VAT, onion peel, varnish and innovation

26 Nov 2008 by Karl Hallam

The idea that 'when the facts change, I change my mind' (John Maynard Keynes) may or may not be coming in to play during the current debate about the pros and cons of the change in VAT. Opposition party responses to the 2.5% reduction have been broadly along the line that it won't help - which is not anunreasonable view. Strangely though the Conservative Party in particular is absolutely convinced that on the other hand a 1% increase would be catastrophic - a 'bombshell' indeed.

It would be a mistake to try to learn too much from such a typical British style political spat, but it does perhaps provide a little insight into why introducing innovation into government processes can be so frustrating.

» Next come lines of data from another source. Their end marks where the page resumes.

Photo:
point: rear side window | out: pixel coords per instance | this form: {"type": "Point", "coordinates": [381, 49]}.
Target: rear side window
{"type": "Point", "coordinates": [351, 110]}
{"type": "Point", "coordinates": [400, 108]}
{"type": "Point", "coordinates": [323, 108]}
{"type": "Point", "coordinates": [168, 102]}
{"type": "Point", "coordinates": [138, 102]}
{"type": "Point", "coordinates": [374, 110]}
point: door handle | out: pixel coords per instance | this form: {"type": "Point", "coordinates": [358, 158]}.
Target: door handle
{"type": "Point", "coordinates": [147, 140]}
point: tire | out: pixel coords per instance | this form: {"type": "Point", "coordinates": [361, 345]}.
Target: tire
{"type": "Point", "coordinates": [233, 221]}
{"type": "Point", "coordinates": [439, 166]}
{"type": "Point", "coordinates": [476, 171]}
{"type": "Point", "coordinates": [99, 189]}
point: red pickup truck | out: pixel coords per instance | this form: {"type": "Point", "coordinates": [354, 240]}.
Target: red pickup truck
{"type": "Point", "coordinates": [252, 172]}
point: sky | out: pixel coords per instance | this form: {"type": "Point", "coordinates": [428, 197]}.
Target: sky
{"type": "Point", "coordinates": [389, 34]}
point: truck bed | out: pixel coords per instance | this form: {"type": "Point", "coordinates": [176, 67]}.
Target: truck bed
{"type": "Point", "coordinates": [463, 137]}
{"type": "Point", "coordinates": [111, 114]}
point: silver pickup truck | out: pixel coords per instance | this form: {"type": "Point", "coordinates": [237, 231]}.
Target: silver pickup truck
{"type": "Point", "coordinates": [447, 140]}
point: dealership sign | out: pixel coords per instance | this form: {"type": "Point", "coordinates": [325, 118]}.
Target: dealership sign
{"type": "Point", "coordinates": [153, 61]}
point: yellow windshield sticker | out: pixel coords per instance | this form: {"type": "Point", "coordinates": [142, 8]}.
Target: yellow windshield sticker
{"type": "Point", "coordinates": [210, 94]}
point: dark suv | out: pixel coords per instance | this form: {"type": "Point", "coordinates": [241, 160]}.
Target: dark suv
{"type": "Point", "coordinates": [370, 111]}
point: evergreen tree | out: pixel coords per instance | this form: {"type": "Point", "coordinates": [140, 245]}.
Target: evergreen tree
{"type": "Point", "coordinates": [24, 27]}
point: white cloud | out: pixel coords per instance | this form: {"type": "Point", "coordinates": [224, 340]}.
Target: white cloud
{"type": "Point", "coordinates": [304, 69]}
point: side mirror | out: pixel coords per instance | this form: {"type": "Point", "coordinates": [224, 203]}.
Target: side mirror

Cadence's work on innovation (here for more) has picked up on the obsession that innovation must mean something new and clever and perhaps technology driven. Some great innovations are just like that, but many are much more simple, arise out of knowledge from front line staff, who themselves do not necessarily see what they have done as innovative. A good example of the kind of innovation that tends to attract less attention is the act of stopping doing something that does not work or can be done more effectively a different way. This should be easy, but often such an innovation is in danger of being called a u-turn by political opponents.

An interesting example is the use of onion peel in the production of varnish (drawn from Primo Levi's book, The Periodic Table, reference courtesy of Cadence Network's Gordon Macnair). Peel had been an essential ingredient of varnish for very many years, nobody questioned why. Apparently, back in the day, it was added because the peel changed in character when the varnish mixture reached a certain temperature. Once reliable thermometers became available it was no longer needed. It was a brave and innovative person who questioned the need for the peel.

The Government is criticised for the innovation of a VAT reduction, told it won't work and that 2.5% is not enough, but also told that when they do drop the cut and introduce a 1% rise, from the current rate, that will be disastrous. Is the lesson that it is best to do nothing?